NEWS

Editorial: Sensible con-con ruling comes up short

Staff Writer
Mount Shasta Herald

Cook County Judge Nathaniel Howse Jr. tried to solve a difficult problem with a sensible and practical solution last week.

Howse ordered that all voters be given a flier correcting false and biased ballot language on the question of whether the state should hold a constitutional convention.

But we wonder whether he should have chosen a more rash and impractical solution in order to send a message to the state’s power structure that trying to game the outcome of an election won’t be tolerated, even in Illinois.

You have to give the political insiders credit for their boldness.

Throughout Illinois’ sorry political history, the powers that be have tried to rig elections in any number of ways. But rarely have they tried to do it out in the open and on the very ballot itself.

Here’s the back story: The Illinois Constitution requires that the state’s voters consider whether to hold a constitutional convention every 20 years. Simple enough, right? Put that on the ballot and ask voters whether they want to have one.

But a bipartisan state legislative committee in charge of writing ballot questions thought there needed to be a few additions. The language they approved incorrectly told voters that not voting on the question was equal to a “no” vote and noted that the last time the question was asked, it failed overwhelmingly.

It’s unclear who on the committee inserted the language, but he or she must be held accountable because this has cost the state time and money.

The language was sent on to Secretary of State Jesse White, who is charged by law with placing the language on the ballot. White claimed he could not alter the legislature’s language when officials, including Lt. Gov. Pat Quinn, balked at it.

The reason they wrote it that way is easy to figure out. This state’s politicians, insiders and special interests have the misfortune of voters considering such a convention when state government is at the height of dysfunction. The voters know it, too.

Marvel, for a moment, at their brazen cynicism. Imagine if legislators’ electoral history, complete with the margin of victory (or defeat), were printed each time they faced voters. They and their opponents would scream to the heavens.
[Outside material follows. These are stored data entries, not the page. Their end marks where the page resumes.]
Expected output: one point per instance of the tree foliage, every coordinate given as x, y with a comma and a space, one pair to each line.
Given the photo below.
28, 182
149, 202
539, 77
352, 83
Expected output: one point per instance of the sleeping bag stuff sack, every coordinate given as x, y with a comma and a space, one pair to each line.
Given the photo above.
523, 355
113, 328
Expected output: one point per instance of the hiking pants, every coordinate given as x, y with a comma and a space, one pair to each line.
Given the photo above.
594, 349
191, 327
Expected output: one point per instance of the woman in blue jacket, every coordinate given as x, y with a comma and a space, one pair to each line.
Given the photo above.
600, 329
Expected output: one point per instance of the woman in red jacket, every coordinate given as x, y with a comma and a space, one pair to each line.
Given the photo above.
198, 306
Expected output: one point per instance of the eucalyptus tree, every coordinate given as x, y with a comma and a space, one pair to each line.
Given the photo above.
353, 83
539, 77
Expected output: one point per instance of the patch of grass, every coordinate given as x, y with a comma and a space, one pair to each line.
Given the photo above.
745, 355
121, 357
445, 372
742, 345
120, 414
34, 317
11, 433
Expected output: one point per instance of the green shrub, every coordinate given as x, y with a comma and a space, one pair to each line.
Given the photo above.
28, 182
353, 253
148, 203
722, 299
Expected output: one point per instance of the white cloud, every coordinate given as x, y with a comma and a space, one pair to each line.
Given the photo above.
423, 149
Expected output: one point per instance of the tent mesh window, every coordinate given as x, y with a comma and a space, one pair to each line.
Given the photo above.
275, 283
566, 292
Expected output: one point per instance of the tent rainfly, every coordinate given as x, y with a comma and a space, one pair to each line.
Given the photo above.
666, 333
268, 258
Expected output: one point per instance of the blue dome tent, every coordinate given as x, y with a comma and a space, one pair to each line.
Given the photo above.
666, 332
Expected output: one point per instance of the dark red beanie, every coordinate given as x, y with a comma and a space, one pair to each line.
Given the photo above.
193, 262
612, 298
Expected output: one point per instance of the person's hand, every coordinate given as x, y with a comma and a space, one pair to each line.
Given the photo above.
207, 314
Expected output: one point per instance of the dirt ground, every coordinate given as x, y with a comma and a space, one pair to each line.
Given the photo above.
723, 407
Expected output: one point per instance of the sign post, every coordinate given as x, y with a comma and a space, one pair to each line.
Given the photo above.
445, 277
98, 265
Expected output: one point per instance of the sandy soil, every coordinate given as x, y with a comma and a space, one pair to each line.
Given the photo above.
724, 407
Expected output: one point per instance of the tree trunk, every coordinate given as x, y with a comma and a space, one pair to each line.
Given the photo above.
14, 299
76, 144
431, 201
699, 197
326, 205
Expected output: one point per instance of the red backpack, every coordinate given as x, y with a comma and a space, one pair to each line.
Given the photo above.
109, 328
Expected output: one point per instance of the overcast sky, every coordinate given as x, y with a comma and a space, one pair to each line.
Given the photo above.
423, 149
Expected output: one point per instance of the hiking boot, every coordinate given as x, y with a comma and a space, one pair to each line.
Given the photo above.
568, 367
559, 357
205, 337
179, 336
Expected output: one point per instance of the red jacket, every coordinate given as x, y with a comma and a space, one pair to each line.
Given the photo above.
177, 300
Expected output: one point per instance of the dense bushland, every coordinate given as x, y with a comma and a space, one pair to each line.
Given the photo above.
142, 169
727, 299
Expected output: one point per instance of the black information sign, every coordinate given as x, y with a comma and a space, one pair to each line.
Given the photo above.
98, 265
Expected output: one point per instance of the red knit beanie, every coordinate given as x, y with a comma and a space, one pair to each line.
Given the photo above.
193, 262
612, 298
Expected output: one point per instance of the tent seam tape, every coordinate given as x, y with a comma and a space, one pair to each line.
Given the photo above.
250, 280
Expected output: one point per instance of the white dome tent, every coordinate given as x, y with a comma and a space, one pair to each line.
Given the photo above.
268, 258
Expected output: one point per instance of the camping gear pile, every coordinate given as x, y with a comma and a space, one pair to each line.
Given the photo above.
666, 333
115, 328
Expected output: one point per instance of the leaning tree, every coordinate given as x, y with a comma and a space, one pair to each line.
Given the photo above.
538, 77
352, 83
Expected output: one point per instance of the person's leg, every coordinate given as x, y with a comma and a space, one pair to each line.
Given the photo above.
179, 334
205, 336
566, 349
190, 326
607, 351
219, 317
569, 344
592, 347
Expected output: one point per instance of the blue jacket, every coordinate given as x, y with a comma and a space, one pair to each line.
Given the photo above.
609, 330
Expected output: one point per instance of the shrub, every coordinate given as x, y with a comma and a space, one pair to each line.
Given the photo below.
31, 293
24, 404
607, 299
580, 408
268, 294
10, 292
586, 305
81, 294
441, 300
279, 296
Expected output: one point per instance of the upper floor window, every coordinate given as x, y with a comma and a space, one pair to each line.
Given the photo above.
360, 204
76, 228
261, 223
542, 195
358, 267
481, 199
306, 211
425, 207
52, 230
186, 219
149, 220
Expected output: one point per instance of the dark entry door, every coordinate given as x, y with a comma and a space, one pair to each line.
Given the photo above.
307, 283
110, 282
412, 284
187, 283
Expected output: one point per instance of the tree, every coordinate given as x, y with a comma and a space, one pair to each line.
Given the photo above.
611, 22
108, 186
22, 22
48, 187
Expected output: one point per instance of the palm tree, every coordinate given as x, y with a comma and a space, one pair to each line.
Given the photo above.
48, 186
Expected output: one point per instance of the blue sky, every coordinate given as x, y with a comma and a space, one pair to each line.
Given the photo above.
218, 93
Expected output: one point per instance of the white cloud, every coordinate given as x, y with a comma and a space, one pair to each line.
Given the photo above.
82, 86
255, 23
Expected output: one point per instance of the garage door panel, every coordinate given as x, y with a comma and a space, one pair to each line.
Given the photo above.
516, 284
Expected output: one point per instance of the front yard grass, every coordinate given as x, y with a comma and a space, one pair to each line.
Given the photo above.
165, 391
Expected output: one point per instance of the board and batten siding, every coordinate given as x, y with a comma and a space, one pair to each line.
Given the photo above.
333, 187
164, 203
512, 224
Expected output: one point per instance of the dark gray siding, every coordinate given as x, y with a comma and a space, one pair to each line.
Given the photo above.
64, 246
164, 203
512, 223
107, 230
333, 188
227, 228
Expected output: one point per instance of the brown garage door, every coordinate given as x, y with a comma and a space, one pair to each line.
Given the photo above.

Fortunately, the Chicago Bar Association and Quinn, who is generally an enemy of the insiders and the status quo, sued, and Howse declared the language unconstitutional.

But the judge also said there is no time to order all ballots reprinted statewide. That solution would be expensive, and it would not address those voters who already have been sent absentee ballots or voted early.

Howse also said that blacking out the offending language on existing ballots would damage them. He declined to order that the corrected language be mailed to every registered voter in the state at a $2 million cost.

Quinn said the solution decided upon falls short.

He’s right. This is a big deal. Voters still will read the unconstitutional language when they go into the voting booth or fill out their absentee or early-voting ballot. The two different sets of language are likely to be confusing to some, leading them to vote “no” on the question or not at all, which is what those who wrote it this way wanted in the first place. They’re getting away with it.

Given how close Election Day is, we understand the judge’s decision. He acted sensibly in light of the circumstances before him. But this may have been one of those times in which Barry Goldwater’s famous quote — “Extremism in the defense of liberty is no vice” — might have been applicable.